I would like to use the R package plyr to run a pairwise t test on a really large data frame, but I'm not sure how to do it. I recently learned how to do correlations using plyr, and I really like how you can specify which groups you want to compare and then plyr breaks down the data for you. For example, you could have plyr calculate the correlation between sepal length and sepal width for each species of iris in the iris dataset like this:
Correlations <- ddply(iris, "Species", function(x) cor(x$Sepal.Length, x$Sepal.Width))
I could break the data frame down myself by specifying that the data for the setosa species of iris are in rows 1:50 and so on, but plyr would be less likely than me to mess up and accidentally say rows 1:51, for example.
So how do I do something similar with a paired t test? How can I specify which observations are the pairs? Here's some example data that are similar to what I'm working with, and I'd like the pairs to be the Subject and I'd like to break the data down by Pesticide:
Exposure <- data.frame("Subject" = rep(1:4, 6),
"Season" = rep(c(rep("summer", 4), rep("winter", 4)),3),
"Pesticide" = rep(c("atrazine", "metolachlor", "chlorpyrifos"), each=8),
"Exposure" = sample(1:100, size=24))
Exposure$Subject <- as.factor(Exposure$Subject)
In other words, the question I'd like to evaluate is whether there is a difference in pesticide exposure for each person during the winter versus during the summer, and I'd like to answer that question separately for each of the three pesticides.
Much thanks in advance!
An edit: To clarify, this is how to do an unpaired t test in plyr:
TTests <- dlply(Exposure, "Pesticide", function(x) t.test(x$Exposure ~ x$Season))

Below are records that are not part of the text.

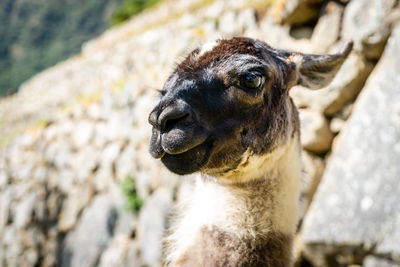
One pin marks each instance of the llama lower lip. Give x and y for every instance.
(189, 161)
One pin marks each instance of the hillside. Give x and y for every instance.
(37, 34)
(79, 188)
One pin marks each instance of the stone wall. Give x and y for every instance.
(78, 187)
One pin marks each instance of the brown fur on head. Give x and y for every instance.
(231, 98)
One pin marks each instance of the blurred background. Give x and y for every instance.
(79, 78)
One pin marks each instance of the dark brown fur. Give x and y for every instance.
(216, 248)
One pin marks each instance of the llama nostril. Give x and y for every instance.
(170, 121)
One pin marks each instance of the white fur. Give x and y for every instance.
(218, 202)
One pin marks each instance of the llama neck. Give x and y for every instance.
(263, 203)
(258, 210)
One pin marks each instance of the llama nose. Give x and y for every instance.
(169, 116)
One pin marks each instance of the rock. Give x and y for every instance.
(23, 211)
(3, 179)
(356, 205)
(132, 258)
(84, 245)
(327, 30)
(372, 261)
(82, 133)
(365, 23)
(296, 11)
(313, 168)
(227, 24)
(78, 197)
(6, 197)
(152, 224)
(343, 89)
(336, 125)
(315, 133)
(115, 254)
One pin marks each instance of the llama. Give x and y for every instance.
(226, 114)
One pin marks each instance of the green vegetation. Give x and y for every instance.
(128, 187)
(130, 8)
(36, 34)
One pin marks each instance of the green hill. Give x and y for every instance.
(36, 34)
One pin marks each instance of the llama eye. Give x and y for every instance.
(250, 81)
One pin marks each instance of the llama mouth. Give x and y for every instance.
(189, 161)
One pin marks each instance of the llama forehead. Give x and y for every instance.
(214, 53)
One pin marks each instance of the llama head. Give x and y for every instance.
(229, 99)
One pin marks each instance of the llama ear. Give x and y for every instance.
(317, 71)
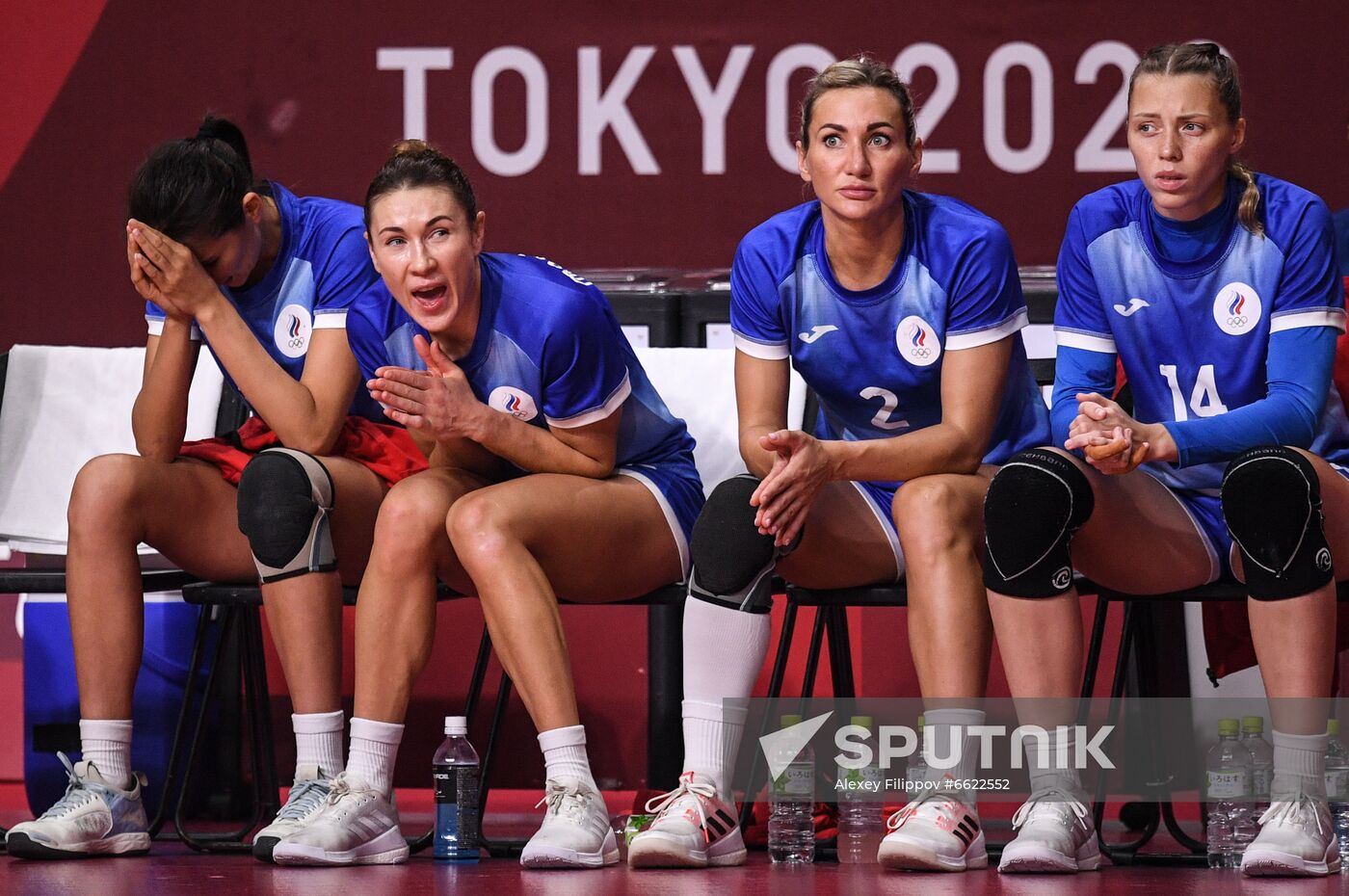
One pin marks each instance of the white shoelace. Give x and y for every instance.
(1290, 811)
(899, 818)
(1061, 807)
(657, 804)
(76, 792)
(567, 799)
(305, 797)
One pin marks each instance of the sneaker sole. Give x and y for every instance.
(263, 848)
(913, 857)
(1268, 862)
(545, 856)
(387, 849)
(1036, 859)
(23, 846)
(653, 849)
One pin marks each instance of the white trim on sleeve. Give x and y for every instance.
(975, 337)
(1086, 342)
(759, 350)
(331, 319)
(595, 414)
(1333, 317)
(155, 327)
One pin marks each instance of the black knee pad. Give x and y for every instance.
(732, 563)
(285, 497)
(1271, 499)
(1032, 508)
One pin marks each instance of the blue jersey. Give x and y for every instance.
(548, 350)
(1207, 336)
(321, 268)
(874, 356)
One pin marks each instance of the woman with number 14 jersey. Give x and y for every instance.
(1218, 292)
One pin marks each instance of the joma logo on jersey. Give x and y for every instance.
(293, 329)
(1236, 309)
(917, 342)
(819, 329)
(513, 401)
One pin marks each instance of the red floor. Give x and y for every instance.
(174, 869)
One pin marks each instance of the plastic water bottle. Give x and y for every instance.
(455, 768)
(916, 772)
(860, 824)
(1228, 792)
(1337, 783)
(791, 828)
(1261, 763)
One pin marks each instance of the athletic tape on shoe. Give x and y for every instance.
(285, 497)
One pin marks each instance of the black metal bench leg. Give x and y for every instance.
(1096, 646)
(840, 653)
(489, 756)
(189, 694)
(812, 659)
(775, 690)
(1122, 853)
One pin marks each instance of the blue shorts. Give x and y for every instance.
(880, 495)
(676, 485)
(1206, 514)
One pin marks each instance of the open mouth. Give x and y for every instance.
(431, 297)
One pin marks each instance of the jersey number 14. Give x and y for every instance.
(1204, 398)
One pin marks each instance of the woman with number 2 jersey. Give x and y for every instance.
(1218, 292)
(901, 310)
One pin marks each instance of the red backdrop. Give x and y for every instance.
(1018, 103)
(594, 150)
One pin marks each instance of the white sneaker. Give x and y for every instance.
(93, 818)
(935, 832)
(575, 831)
(306, 797)
(692, 829)
(1055, 834)
(1297, 838)
(355, 826)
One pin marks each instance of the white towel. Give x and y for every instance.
(63, 407)
(699, 387)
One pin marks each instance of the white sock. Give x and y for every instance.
(711, 737)
(107, 744)
(374, 747)
(724, 653)
(564, 754)
(319, 741)
(1049, 764)
(937, 731)
(1299, 763)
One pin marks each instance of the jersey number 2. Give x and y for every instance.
(883, 417)
(1204, 398)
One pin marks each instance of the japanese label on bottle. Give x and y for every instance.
(795, 780)
(1227, 785)
(1261, 780)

And if I add "paired=T" in there, plyr will do a paired t test, but it assumes that I always have the pairs in the same order. While I do have them all in the same order in the example data frame above, I don't in my real data because I sometimes have missing data.
Do you want this?
library(data.table)
# convert to data.table in place
setDT(Exposure)
# make sure data is sorted correctly
setkey(Exposure, Pesticide, Season, Subject)
Exposure[, list(res = list(t.test(Exposure[Season == "summer"],
Exposure[Season == "winter"],
paired = T)))
, by = Pesticide]$res
#[[1]]
#
# Paired t-test
#
#data: Exposure[Season == "summer"] and Exposure[Season == "winter"]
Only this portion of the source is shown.